Trust me I know that it can be very misleading. Currently I work for a staffing/recruiting firm and I find that many recruiters will put that they are CISSP, CCNA, VCP and whatever other certifications on-there to attract attention and find potential hires. I've even hears other recruiting companies all some of our recruiters to offer tham a tech job because their LinkedIn profile said they were a CISSP. Mind you my recruiters have no real tech backround.

joebanny

If all they are saying is that they know "CISSP" like on their Linked in page or any such portal or even on resume, I don't think that is a violation, anyone familiar with the certification process or studying for the exam, boot camping etc should be able to say that, it will be a different story if they are saying they are certified, (a clear violation). So it all depends on what they are claiming- my opinion.

thegoodbye

RanMic wrote: »

I ran this by one of my other CISSP friends that knows the person and she pointed out that the person is not actually claiming CISSP on his resume or LinkedIn as a Cert, but does say he has "CISSP" skills. The person in question took and failed the test (not knocking that part) so they never got their cert. Maybe they are not technically breaking any rules, but I find it really misleading that he is doing that, and I did ask him about it over the weekend and he reiterated that he is claiming it as a skill. Not sure as a potential employer that I would be ok with that claim. If it was listed as IT security skills or something along those lines maybe I wouldn’t think much about it, but to list CISSP draws more attention. Then again like I said in my first post, maybe I'm overacting.

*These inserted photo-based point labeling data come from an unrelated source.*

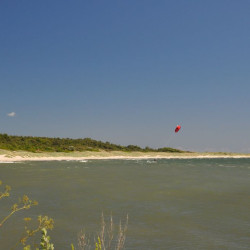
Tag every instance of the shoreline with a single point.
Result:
(22, 156)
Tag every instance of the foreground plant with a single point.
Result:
(44, 222)
(108, 238)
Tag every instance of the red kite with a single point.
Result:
(178, 127)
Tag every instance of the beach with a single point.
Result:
(19, 156)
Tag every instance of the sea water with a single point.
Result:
(171, 203)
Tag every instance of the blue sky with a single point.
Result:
(128, 71)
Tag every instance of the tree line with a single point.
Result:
(47, 144)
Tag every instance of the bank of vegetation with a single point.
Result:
(46, 144)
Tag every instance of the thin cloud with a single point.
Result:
(11, 114)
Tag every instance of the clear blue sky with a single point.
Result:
(128, 71)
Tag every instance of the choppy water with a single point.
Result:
(172, 204)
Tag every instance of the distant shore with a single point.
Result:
(19, 156)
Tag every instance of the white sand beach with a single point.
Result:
(19, 156)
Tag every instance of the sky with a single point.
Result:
(128, 71)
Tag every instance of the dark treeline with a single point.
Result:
(46, 144)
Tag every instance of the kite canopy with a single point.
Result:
(178, 127)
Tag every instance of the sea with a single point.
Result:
(170, 203)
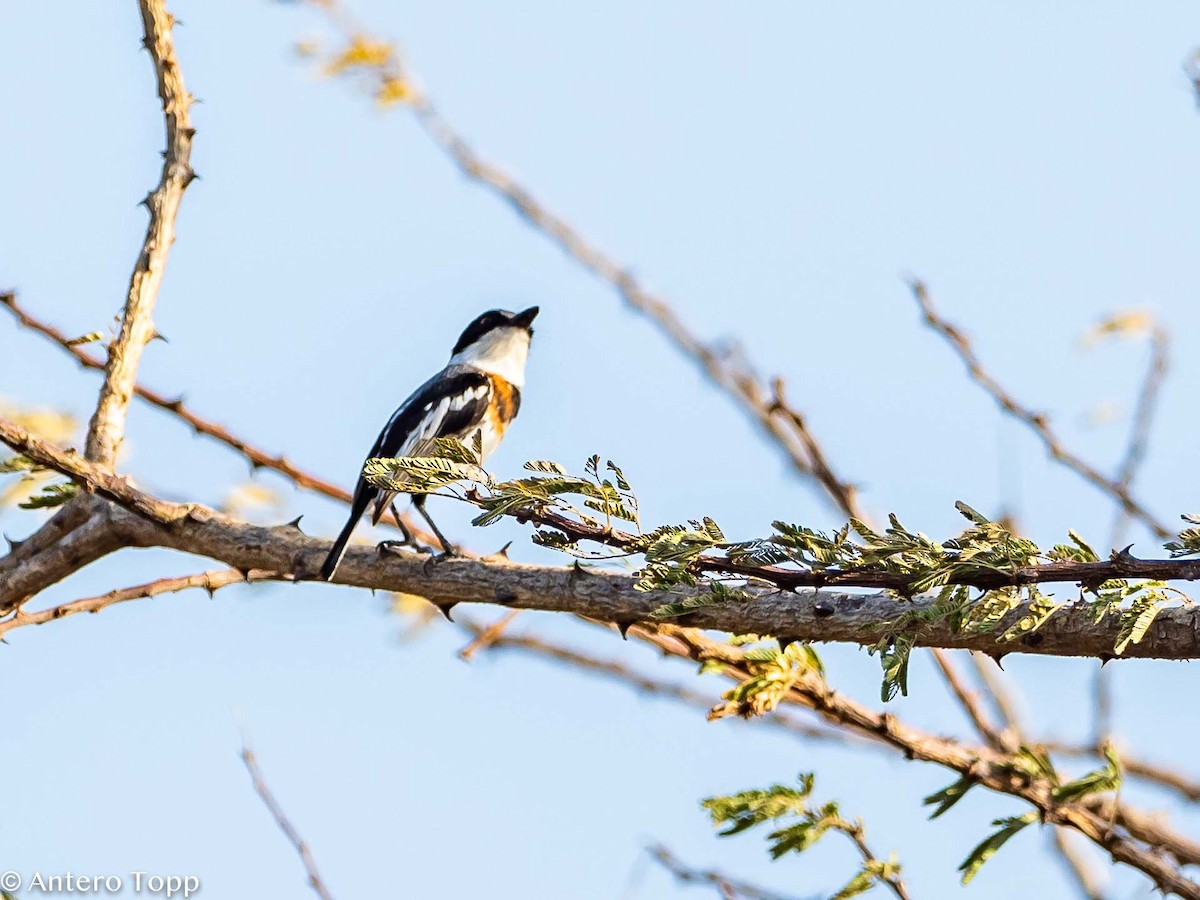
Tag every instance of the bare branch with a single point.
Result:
(1036, 421)
(763, 405)
(727, 888)
(1095, 819)
(1143, 421)
(487, 636)
(102, 532)
(257, 457)
(970, 702)
(645, 684)
(281, 820)
(1078, 865)
(210, 581)
(107, 426)
(613, 597)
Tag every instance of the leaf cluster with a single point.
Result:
(797, 825)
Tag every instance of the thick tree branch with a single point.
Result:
(612, 597)
(257, 457)
(1037, 421)
(107, 426)
(979, 765)
(210, 581)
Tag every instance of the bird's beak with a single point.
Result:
(525, 318)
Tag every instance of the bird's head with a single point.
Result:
(497, 342)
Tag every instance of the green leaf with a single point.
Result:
(969, 513)
(894, 660)
(619, 475)
(545, 467)
(1138, 618)
(993, 843)
(18, 463)
(52, 496)
(1099, 781)
(948, 796)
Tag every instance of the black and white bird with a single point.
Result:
(478, 393)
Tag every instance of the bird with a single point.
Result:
(477, 394)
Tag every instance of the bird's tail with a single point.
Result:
(361, 499)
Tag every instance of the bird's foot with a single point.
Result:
(394, 546)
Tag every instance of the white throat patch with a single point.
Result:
(501, 352)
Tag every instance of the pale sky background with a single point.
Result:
(777, 169)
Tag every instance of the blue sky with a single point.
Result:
(777, 172)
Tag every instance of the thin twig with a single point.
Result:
(107, 426)
(997, 690)
(281, 820)
(1143, 423)
(1077, 865)
(1037, 421)
(765, 406)
(969, 701)
(653, 687)
(489, 636)
(615, 597)
(857, 835)
(726, 887)
(258, 457)
(210, 581)
(1134, 456)
(1093, 817)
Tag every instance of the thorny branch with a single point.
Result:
(615, 597)
(258, 457)
(981, 765)
(1037, 421)
(763, 403)
(107, 426)
(597, 594)
(210, 581)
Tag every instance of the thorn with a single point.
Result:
(502, 553)
(823, 607)
(579, 570)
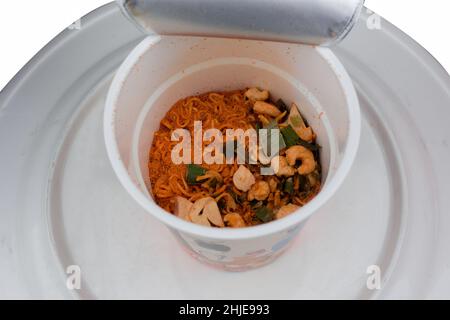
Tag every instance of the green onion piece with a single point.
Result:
(289, 186)
(194, 171)
(264, 214)
(297, 121)
(281, 105)
(291, 138)
(273, 125)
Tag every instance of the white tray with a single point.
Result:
(61, 205)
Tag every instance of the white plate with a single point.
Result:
(61, 204)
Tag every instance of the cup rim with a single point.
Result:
(262, 230)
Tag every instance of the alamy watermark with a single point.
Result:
(73, 281)
(245, 147)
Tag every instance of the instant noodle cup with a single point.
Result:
(162, 70)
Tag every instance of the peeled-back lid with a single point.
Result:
(314, 22)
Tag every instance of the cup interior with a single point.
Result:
(162, 70)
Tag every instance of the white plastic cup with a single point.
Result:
(162, 70)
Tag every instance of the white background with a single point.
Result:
(27, 25)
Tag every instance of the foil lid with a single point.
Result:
(314, 22)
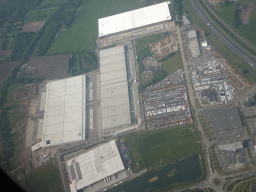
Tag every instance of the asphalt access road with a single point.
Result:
(226, 40)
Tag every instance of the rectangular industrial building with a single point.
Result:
(94, 165)
(134, 19)
(224, 118)
(65, 111)
(115, 105)
(232, 146)
(193, 44)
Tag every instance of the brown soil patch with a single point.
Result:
(6, 70)
(50, 67)
(33, 26)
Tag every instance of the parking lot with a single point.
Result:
(166, 103)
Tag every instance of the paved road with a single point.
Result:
(241, 38)
(226, 40)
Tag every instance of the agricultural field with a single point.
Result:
(50, 67)
(6, 70)
(161, 147)
(84, 31)
(51, 3)
(173, 63)
(247, 30)
(46, 178)
(40, 15)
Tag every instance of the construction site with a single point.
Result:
(166, 103)
(214, 80)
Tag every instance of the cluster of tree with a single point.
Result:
(61, 17)
(158, 76)
(22, 41)
(15, 10)
(82, 62)
(46, 40)
(178, 7)
(6, 140)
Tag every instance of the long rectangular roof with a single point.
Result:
(64, 116)
(94, 165)
(134, 19)
(115, 104)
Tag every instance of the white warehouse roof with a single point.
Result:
(94, 165)
(115, 104)
(64, 115)
(231, 147)
(134, 19)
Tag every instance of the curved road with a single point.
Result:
(226, 40)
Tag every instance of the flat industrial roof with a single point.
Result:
(115, 105)
(94, 165)
(232, 146)
(134, 19)
(64, 115)
(224, 118)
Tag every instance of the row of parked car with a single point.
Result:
(125, 154)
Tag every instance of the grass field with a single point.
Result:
(161, 147)
(147, 40)
(227, 13)
(143, 52)
(248, 31)
(51, 3)
(84, 31)
(40, 14)
(173, 63)
(15, 116)
(46, 178)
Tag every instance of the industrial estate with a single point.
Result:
(155, 93)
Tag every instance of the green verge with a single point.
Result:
(220, 47)
(46, 178)
(173, 63)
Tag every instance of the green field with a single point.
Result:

The person may not be aware it has listed the CISSP as one of his skills. For example, I have CEH as one of my certifications on Linkedin, but it also shows up as one of my skills, even though I never put it there. Ever notice when using LinkedIn that it asks you if, "Does John Doe know about ?" If enough people select endorse for this skill, it will show up on their page.

Joel Goldstein

If you do find that you need to report someone for fraudulently claiming to be a CISSP or simply need clarification as to how to proceed, contact (ISC)2 Member Services at 866-331-4722 ext. 4.

NetworkVeteran

RanMic wrote: »

the person is not actually claiming CISSP on his resume or LinkedIn as a Cert, but does say he has "CISSP" skills. The person in question took and failed the test (not knocking that part) so they never got their cert. Maybe they are not technically breaking any rules, but I find it really misleading that he is doing that

He is not making any false claims, so there's likely little you can do. His job is to impress future employers--not make his competition happy. If an employer needs a CISSP, he will be disqualified. If they just need a CISSP skill-set, game on. The same occurs in networking. Resumes will freely list accomplishing portions of certifications, such as "CCIE Written". If the "CCIE" can't prove they know more than the "CCIE Written", that's not such a good thing.

emerald_octane

RanMic wrote: »

but does say he has "CISSP" skills. The person in question took and failed the test (not knocking that part) so they never got their cert.

A much more elegant way to say that is "Familiarity with the CISSP CBK", but as far away from the "Certified" column as possible. Too much of a slippery slope for me. Someone could say "Completed CISSP Examination" when they failed it, and have it glossed over by a dreary eyed recruiter.